Any ideas on how to solve it? Thanks
Hope you are well. I'm Using Python 2.7 and new at it. I'm trying to use yahoo finance API to get information from stocks, here is my code:
from yahoo_finance import Share
yahoo = Share('YHOO')
print yahoo.get_historical('2014-04-25', '2014-04-29')
This code thoug works once out of 4 attempts, the other 3 times gives me this errors:
YQL Query error: Query failed with error: No Definition found for Table yahoo.finance.quote
Is there anyway to fix this error so to have the code working 100% of the time?
Thanks.
Warmest regards
This is a server-side error. The query.yahooapis.com service appears to be handled by a cluster of machines, and some of those machines appear to be misconfigured. This could be a temporary problem.
I see the same error when accessing the API directly using curl:
$ curl "http://query.yahooapis.com/v1/public/yql?q=select%20*%20from%20yahoo.finance.quote%20where%20symbol%20%3D%20%22YHOO%22&format=json&env=store%3a//datatables.org/alltableswithkeys"

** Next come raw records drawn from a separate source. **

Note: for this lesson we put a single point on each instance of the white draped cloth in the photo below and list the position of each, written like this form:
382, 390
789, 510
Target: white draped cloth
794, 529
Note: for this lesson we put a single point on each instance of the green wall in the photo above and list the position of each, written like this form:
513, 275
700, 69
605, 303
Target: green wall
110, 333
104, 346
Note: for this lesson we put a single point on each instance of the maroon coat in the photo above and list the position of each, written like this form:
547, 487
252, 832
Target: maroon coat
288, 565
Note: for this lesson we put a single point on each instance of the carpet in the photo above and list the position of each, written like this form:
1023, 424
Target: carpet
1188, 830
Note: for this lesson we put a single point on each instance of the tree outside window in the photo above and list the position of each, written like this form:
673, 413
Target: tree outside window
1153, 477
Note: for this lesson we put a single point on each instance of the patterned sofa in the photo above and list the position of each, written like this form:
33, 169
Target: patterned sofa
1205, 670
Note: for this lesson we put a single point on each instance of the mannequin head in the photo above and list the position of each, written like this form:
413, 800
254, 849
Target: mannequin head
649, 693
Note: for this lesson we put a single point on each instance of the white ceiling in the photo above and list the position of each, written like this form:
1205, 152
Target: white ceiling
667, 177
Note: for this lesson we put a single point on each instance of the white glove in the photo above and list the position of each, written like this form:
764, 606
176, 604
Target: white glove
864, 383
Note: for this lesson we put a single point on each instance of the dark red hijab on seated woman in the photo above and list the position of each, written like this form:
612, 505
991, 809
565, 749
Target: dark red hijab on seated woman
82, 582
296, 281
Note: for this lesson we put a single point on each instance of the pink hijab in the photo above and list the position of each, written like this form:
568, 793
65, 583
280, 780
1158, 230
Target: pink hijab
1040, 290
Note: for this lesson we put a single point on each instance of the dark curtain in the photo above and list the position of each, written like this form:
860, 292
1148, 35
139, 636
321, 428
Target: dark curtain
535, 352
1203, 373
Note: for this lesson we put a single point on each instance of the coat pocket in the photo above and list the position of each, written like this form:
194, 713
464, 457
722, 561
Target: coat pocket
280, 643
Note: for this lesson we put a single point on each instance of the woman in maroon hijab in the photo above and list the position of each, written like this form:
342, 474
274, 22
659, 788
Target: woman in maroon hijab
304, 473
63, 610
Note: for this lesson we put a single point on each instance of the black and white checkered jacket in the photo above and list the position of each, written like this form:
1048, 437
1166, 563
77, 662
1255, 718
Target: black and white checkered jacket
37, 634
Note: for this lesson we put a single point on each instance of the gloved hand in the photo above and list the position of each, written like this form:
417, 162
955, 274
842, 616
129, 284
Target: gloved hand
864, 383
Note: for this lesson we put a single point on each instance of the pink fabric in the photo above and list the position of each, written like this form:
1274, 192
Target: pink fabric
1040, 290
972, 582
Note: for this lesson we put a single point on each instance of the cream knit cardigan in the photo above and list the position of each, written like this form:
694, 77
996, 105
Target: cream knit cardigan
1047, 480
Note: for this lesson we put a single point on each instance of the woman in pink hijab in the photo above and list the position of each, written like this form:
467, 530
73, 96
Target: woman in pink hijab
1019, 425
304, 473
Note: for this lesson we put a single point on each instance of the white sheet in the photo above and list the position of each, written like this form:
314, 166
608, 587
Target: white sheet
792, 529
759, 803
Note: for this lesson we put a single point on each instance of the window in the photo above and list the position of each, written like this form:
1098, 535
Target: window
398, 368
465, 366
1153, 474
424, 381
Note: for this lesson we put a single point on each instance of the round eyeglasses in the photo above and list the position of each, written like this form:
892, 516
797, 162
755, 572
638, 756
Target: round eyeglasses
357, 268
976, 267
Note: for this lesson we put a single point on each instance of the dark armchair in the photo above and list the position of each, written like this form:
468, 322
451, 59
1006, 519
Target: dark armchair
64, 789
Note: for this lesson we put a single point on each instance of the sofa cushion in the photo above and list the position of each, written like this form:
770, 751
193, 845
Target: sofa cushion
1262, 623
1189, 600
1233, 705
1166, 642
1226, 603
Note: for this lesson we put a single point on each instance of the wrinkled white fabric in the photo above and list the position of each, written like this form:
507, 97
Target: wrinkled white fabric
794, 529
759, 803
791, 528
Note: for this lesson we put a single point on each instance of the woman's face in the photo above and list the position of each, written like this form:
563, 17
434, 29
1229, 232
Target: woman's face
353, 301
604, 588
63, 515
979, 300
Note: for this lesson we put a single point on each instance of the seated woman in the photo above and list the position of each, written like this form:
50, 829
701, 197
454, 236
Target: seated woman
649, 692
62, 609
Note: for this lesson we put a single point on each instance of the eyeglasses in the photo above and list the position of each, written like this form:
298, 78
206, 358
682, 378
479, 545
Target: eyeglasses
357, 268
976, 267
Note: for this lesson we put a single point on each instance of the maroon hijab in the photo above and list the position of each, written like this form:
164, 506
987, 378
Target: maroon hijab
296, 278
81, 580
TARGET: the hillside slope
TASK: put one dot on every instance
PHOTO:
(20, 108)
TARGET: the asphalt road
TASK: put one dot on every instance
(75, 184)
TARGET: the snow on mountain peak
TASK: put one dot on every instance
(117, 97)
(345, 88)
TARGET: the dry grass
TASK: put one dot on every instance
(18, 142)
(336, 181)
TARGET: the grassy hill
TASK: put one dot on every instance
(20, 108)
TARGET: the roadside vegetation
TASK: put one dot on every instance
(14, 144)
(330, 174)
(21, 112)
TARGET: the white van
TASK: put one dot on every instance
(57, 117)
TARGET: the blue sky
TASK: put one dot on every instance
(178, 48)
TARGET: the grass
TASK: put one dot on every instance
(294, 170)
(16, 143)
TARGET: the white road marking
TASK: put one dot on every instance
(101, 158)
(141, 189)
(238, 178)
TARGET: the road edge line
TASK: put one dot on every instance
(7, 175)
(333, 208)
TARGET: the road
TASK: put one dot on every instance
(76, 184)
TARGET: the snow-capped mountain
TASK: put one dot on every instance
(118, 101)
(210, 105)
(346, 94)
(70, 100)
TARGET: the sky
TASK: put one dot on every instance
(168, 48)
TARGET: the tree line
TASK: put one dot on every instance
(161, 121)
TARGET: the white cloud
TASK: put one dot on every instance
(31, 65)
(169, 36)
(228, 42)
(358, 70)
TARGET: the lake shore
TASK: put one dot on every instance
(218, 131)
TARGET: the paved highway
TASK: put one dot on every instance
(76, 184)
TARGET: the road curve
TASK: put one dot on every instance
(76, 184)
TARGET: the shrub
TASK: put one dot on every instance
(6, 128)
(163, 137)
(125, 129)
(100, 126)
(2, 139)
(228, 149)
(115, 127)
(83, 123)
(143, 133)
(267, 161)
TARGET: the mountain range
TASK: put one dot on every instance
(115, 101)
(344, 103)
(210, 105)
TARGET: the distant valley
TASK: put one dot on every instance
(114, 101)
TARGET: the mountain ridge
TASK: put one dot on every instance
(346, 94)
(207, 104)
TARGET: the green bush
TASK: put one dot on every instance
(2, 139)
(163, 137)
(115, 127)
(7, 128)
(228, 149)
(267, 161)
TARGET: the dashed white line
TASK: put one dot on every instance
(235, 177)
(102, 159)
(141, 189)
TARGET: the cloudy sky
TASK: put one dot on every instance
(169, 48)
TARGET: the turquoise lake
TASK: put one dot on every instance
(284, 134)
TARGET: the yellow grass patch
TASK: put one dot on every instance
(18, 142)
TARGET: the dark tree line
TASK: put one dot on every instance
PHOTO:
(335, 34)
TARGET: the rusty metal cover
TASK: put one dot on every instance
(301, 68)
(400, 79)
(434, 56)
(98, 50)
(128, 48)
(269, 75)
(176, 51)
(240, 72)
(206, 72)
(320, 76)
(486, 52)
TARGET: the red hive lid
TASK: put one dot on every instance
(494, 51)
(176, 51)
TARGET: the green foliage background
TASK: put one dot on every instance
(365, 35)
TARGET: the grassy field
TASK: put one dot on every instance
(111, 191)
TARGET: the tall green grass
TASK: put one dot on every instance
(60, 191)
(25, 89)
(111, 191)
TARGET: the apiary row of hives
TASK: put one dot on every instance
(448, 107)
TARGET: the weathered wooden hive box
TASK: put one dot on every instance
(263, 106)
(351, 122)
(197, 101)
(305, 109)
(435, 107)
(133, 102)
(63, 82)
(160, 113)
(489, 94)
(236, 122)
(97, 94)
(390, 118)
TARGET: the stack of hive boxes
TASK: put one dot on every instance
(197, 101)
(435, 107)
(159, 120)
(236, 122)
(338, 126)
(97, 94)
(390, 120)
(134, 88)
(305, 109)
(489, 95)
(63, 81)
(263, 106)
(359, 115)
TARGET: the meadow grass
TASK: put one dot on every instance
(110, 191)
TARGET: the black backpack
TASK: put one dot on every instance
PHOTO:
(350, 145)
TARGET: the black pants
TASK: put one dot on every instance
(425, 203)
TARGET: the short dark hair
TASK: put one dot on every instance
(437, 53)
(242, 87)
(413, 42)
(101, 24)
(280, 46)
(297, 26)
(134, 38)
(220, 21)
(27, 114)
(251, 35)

{"error":{"lang":"en-US","description":"No definition found for Table yahoo.finance.quote"}}
Other than retrying in a loop, there is no way to fix this on the Python side:
data = None
for i in range(10): # retry 10 times
try:
yahoo = Share('YHOO')
data = yahoo.get_historical('2014-04-25', '2014-04-29')
break
except yahoo_finance.YQLQueryError:
continue
if data is None:
print 'Failed to retrieve data from the Yahoo service, try again later'